Troy Racquet Club Wins New City Contract

By CYNTHIA KMETT

In the second night of hot debate at Troy City Council last week over who should operate the tennis facility on the Civic Center site, over 30 people took to the microphone to tell council their opinion and concerns. There were two bidders for running the facility for the next 20 years, All Court Tennis, LLC, and Troy Racquet Club LLC.

While Troy Racquet Club had been overseeing the facility for the past 40 years, when bids were tallied by the city, All Court Tennis was the clear winner with a 76.40 score over the Troy Racquet Club which compiled 62.33 points. Troy Racquet Club members, however, were having none of it. They wanted to keep the current management and they were out in force to tell the city to “do what’s right for the city.”

As one resident noted, this is “a real club; a real family has been created at the Troy Racquet Club and everyone is treated with dignity and respect.” The resident said, there is no drama and no service complaints there.

In the first meeting on the proposed change, some residents had called the new operator of the club a bit aggressive and not always nice to staff or members. But on this occasion, a number of former Troy Racquet Club members stepped up to say they now play at Wessen Tennis Club in Pontiac which is owned by All Court Tennis partners, and love it. They particularly noted that it’s organized and everyone is nice.

The debate raged for two hours. Despite residents like Kevin Collins who said he’s played tennis for 29 years and at six different clubs, saying “Wessen programs are the best,” and other Troy residents noting that the Troy Racquet Club’s lighting is bad, has some uneven courts and is dilapidated, city council seemed to want to side with the current operator, Don Pierce, who had founded the club and was undoubtedly the first private/public partnership in the city.

Even with the proposed new owners, Brian DeVirgilio and Chris Dobson, promising to “make you proud,” it didn’t work.

Dave Henderson said he was inclined to “honor a long-standing service” that has been provided by Troy Racquet Club. Councilwoman Ellen Hodorek added that there has been “a decree by residents and members for this club to be what it is.”

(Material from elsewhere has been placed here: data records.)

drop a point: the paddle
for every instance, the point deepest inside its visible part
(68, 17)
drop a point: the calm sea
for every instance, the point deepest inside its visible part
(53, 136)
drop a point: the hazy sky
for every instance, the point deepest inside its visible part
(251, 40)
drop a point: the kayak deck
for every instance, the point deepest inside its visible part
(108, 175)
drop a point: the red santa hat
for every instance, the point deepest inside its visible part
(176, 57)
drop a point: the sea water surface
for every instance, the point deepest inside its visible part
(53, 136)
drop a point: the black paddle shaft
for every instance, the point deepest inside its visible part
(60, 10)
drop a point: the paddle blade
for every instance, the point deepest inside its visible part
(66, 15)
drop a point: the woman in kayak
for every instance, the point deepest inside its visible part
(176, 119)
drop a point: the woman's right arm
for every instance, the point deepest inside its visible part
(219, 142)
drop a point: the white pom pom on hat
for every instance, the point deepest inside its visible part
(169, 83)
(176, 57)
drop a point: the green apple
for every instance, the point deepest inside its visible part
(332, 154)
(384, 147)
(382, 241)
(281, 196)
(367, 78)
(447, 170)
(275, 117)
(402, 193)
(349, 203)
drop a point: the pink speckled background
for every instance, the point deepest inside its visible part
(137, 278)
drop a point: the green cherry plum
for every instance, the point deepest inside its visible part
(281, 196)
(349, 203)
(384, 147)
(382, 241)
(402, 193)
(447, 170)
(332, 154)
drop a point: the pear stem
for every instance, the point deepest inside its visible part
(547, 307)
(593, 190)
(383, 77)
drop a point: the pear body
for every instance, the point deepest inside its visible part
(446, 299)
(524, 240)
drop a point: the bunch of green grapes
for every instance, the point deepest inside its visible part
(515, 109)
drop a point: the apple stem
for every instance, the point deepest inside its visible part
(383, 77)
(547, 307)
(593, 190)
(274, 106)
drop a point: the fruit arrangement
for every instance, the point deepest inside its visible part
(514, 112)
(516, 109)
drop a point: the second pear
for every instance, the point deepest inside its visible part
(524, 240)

Council voted unanimously to keep the Troy Racquet Club, but they might see some new demands for upgrades in their new contract.

Things did not go as well for Tarboosh Hookah Lounge.

On March 15, Troy Police Officers conducted an inspection of the lounge. They had been tipped that the manager was serving customers alcohol and marijuana, and some of the customers were minors. The police discovered that the manager was not licensed as city code demands, and there was alcohol on the premises, a lot of alcohol. While the manager said it was for workers after they closed, the quantities did not appear to suggest that and they were ticketed for the offense.

Police returned three days later to find there were still patrons in the lounge at 1:45 a.m. The city ordinance says hookah lounges must close at midnight. And, the manager was still not licensed. More tickets and their smoking lounge license was suspended.

They were given the right to appeal, just as those who violate the liquor license rules are allowed to do. But when their lawyer showed up without the Tarboosh’s license holder, city council postponed the hearing to last week.

The license holder of Tarboosh Hookah Lounge was Jenias Hamami of Ann Arbor. While asking that their lounge be given another chance with a new licensed manager, no one seemed to have any experience with operating a smoking lounge.

The lounge was also going to get new owners, papers filed with the appeal told council.

But as Councilman Ethan Baker observed, if this was a restaurant or bar with four violations in three days, we wouldn’t even be considering a second chance. We would move to revoke the license, he said.

And that’s what council did; revoke the license. But now there’s a hookah license available if the “almost new owners” want to apply for it.

The city council meeting ran so long that when it came time to talk about a firm to search for a new city manager, several councilmembers wanted to postpone it for two weeks. But what if that meant they couldn’t meet the city charter deadline of a new manager by July 1? City Attorney Lori Grigg Bluhm said the council could make Acting City Manager Mark Miller the full-time manager while they conducted the search. So the council will look at the companies who do this kind of search in two weeks.